Of course, plaintiff's petition is fraught with vagueness and from it a reasonable inference may be drawn that no ordinance was adopted authorizing the city to sell him the transformer. Nevertheless, the allegations admit to other reasonable hypotheses under which the plaintiff would have a cause of action, e. g., that the ordinance pursuant to which the city sold the transformer to plaintiff's principal was drawn broadly enough to serve also as authority for its sale to plaintiff; or that the city adopted a second ordinance authorizing sale of the transformer to him.

Plaintiff was not required to negate in his petition the myriad of possible arguments assailing the validity of the alleged contract. He specifically alleged that a contract had been entered into and breached by the city. This was sufficient to state a cause of action.

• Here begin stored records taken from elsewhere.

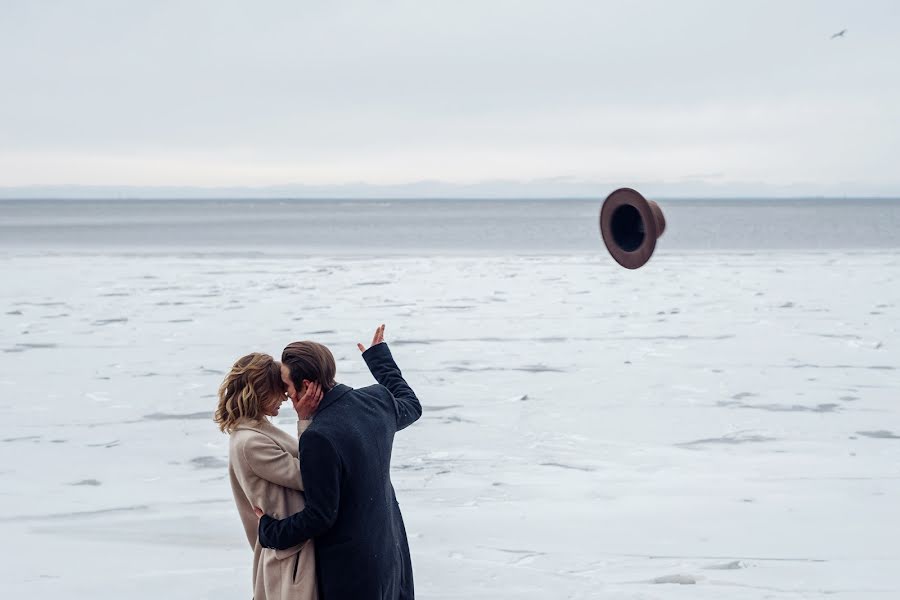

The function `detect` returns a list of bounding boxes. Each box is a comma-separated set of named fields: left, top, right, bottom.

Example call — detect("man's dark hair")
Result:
left=281, top=342, right=337, bottom=392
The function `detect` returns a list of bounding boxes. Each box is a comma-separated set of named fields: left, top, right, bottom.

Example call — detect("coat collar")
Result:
left=315, top=383, right=353, bottom=415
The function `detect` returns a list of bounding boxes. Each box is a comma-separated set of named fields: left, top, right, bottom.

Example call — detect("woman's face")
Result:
left=263, top=394, right=287, bottom=417
left=262, top=363, right=287, bottom=417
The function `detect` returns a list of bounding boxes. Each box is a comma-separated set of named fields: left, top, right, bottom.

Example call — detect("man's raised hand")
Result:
left=356, top=324, right=384, bottom=352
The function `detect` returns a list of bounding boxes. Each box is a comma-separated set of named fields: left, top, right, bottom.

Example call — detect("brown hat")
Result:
left=600, top=188, right=666, bottom=269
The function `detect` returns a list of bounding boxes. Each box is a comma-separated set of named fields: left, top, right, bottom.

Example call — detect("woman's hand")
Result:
left=356, top=324, right=384, bottom=352
left=291, top=381, right=324, bottom=421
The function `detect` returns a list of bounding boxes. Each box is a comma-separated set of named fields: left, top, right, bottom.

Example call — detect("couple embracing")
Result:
left=215, top=325, right=422, bottom=600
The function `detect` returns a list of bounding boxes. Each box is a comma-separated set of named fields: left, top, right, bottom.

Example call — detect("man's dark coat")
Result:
left=259, top=343, right=422, bottom=600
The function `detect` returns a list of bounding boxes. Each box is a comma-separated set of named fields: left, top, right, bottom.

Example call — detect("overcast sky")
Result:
left=0, top=0, right=900, bottom=195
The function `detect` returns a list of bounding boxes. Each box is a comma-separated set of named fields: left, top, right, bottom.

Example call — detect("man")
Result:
left=257, top=325, right=422, bottom=600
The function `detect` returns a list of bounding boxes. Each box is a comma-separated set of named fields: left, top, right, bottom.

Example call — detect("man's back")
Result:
left=260, top=344, right=422, bottom=600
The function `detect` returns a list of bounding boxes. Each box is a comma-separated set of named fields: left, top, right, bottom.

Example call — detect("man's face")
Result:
left=281, top=363, right=306, bottom=402
left=281, top=363, right=300, bottom=402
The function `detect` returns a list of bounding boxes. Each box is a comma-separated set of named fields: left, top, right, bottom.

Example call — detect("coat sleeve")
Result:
left=259, top=430, right=343, bottom=550
left=363, top=342, right=422, bottom=431
left=241, top=421, right=303, bottom=492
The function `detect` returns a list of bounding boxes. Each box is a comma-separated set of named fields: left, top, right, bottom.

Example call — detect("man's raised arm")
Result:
left=363, top=342, right=422, bottom=430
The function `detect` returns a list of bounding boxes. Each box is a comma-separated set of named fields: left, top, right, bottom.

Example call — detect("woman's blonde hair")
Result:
left=213, top=352, right=285, bottom=433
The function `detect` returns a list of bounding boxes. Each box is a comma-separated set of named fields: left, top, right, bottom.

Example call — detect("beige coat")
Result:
left=228, top=420, right=316, bottom=600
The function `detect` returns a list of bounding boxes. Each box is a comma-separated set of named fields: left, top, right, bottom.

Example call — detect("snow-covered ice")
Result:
left=0, top=250, right=900, bottom=600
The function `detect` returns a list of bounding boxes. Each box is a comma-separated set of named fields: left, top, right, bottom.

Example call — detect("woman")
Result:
left=214, top=352, right=322, bottom=600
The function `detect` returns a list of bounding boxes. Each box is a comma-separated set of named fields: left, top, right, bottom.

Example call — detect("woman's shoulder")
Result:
left=230, top=420, right=297, bottom=449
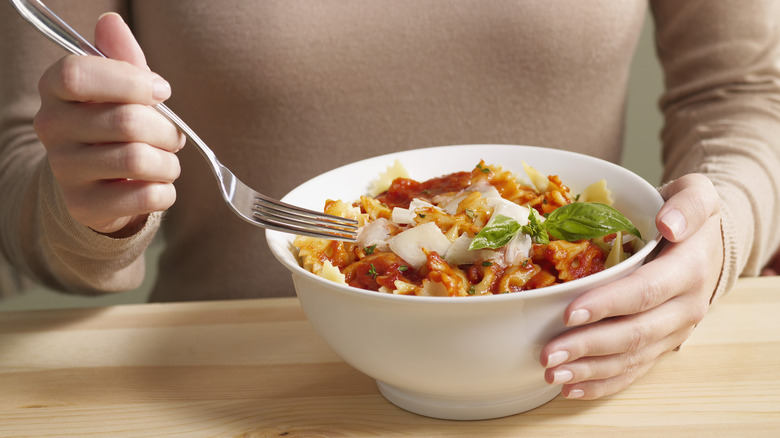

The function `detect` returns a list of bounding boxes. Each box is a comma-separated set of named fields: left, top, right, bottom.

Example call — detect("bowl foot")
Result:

However, we find that the exception was properly maintained as to Ben J. Clary, individually. Plaintiff's petition alleges that Clary participated in the contract negotiations *196 as an authorized agent for the City, but does not assert that Clary bound himself personally in the agreement. Louisiana Civil Code Article 3013 states:

"The mandatary is responsible to those with whom he contracts, only when he has bound himself personally, or when he has exceeded his authority without having exhibited his powers."

Since plaintiff did not claim any personal responsibility on Clary's part, the suit was correctly dismissed with respect to this defendant.

For the reasons assigned the judgment of the court of appeal sustaining the exception of no cause of action against the City of Ruston is reversed and the exception is overruled; the judgment sustaining the exceptions against Ben J. Clary in his individual capacity is affirmed; and the case is remanded to the district court for further proceedings according to law. All costs in this Court and the court of appeal are assessed against the defendant City of Ruston. All other costs are to await the outcome of the suit.